Only an idiot would miss my disdain, and to it, Jane simply shook her head. "The world's full of more dangerous people than you think, Vicky."
"More dangerous than drug pushers preying on school children? More dangerous than turf wars that literally tear nations apart? More dangerous than rich bastards who can kill with impunity because they have the lawyers to cover their asses?"
"You go after those who break the law for money; I go after the higher ups who have their eyes on holding the world hostage. The people I fight can destroy countries with a single command. Simply knowing me makes you a target. If I communicated with you, it'd be a death sentence."
"What about your mom? Your dad? Wha-"
She held up a hand to silence me. "Mom knew and Dad's my commanding officer."
Anya knew about her daughter? Was that why she looked at me with such heartbreaking pity? She saw me beating myself up for years and always gave me more strength than I did her. That was why she had the strength to begin with, because her daughter wasn't dead. Her absentee father, the same one she always talked about but no one ever met, watched over her at MI6 while her dotting mother continued selling her supposed death.

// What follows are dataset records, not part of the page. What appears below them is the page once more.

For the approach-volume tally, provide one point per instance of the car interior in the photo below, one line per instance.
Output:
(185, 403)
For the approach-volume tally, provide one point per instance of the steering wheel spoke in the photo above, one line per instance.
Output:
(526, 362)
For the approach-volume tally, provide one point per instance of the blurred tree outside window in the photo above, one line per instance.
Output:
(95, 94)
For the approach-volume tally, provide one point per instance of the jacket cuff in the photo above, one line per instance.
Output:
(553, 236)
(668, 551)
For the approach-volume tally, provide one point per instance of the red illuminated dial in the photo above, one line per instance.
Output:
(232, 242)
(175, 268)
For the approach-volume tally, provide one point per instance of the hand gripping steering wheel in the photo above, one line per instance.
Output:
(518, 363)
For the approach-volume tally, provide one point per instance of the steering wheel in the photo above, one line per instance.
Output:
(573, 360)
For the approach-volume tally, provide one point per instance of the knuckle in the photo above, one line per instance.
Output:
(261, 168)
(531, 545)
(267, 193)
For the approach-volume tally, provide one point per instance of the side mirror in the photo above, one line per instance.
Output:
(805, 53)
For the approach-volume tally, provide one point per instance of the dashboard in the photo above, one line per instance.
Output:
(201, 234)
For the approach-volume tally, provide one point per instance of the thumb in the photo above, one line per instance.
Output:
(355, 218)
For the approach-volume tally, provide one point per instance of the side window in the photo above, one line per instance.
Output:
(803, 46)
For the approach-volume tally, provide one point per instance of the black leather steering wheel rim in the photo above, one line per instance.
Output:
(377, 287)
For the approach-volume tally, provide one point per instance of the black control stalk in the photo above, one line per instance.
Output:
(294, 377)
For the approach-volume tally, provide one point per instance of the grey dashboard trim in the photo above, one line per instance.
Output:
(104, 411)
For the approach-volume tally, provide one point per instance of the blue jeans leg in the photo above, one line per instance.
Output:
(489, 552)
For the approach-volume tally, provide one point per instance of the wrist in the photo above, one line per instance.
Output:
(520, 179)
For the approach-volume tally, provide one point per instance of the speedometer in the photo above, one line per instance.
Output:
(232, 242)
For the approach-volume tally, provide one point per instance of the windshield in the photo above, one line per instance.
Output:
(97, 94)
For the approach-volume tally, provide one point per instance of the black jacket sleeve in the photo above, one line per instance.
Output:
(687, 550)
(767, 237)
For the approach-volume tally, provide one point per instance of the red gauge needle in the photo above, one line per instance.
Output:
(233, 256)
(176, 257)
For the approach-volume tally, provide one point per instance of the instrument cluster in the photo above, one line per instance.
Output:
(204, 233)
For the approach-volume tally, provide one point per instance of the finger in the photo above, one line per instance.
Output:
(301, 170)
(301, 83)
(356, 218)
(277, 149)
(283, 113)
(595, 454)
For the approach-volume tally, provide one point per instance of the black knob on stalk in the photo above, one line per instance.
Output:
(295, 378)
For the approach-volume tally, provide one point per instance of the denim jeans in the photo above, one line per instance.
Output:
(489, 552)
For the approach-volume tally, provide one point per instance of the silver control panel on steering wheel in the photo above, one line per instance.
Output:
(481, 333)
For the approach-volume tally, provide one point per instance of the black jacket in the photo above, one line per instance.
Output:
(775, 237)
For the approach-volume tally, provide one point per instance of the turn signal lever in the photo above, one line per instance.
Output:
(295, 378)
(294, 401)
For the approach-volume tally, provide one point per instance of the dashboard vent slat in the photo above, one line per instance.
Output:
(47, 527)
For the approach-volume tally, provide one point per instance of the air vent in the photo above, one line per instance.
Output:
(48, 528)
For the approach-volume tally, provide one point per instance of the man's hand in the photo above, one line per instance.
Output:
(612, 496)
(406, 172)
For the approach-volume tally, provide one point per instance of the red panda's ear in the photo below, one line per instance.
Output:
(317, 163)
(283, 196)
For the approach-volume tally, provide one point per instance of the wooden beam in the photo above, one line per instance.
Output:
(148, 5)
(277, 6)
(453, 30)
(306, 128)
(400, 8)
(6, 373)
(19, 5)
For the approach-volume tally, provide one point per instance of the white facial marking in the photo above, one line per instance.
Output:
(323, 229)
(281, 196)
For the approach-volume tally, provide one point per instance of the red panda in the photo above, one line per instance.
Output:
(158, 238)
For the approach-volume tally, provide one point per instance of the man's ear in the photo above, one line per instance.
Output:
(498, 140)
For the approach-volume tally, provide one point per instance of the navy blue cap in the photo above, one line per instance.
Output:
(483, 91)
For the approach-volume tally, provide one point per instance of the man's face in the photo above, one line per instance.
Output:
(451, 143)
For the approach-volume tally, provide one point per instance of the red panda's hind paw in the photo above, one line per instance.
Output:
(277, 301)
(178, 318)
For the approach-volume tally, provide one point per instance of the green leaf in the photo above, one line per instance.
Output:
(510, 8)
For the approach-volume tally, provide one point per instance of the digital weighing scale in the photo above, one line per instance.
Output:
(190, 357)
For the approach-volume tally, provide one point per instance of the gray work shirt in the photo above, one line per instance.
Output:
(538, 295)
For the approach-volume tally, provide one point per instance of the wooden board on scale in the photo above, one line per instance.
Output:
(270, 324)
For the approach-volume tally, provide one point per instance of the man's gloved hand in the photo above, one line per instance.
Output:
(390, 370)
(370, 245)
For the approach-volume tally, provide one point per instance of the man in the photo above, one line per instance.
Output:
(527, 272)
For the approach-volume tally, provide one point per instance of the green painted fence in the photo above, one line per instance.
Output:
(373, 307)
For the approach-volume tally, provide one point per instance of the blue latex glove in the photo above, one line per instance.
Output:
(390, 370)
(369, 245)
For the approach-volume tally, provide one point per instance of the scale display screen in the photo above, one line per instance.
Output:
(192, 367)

Me, I was just another actor in the Bond family's play.
A younger me would've lunged into the driver side seat and wrapped my hands around her neck, self-preservation be damned. Now though, I deflated like a punctured balloon. I sank into the soft leather, fingers tingling and head swimming. Profound numbness replaced my rage. I couldn't cry, I knew I hurt, but I felt like a spirit
I felt like I was watching Jane rip my beating heart out on video.
All I wanted to know was "What do you want from me?"
"Nothing," she answered. "An MI6 agent went rogue and I've become her target. You're officially under MI6's protection until the rogue is apprehended."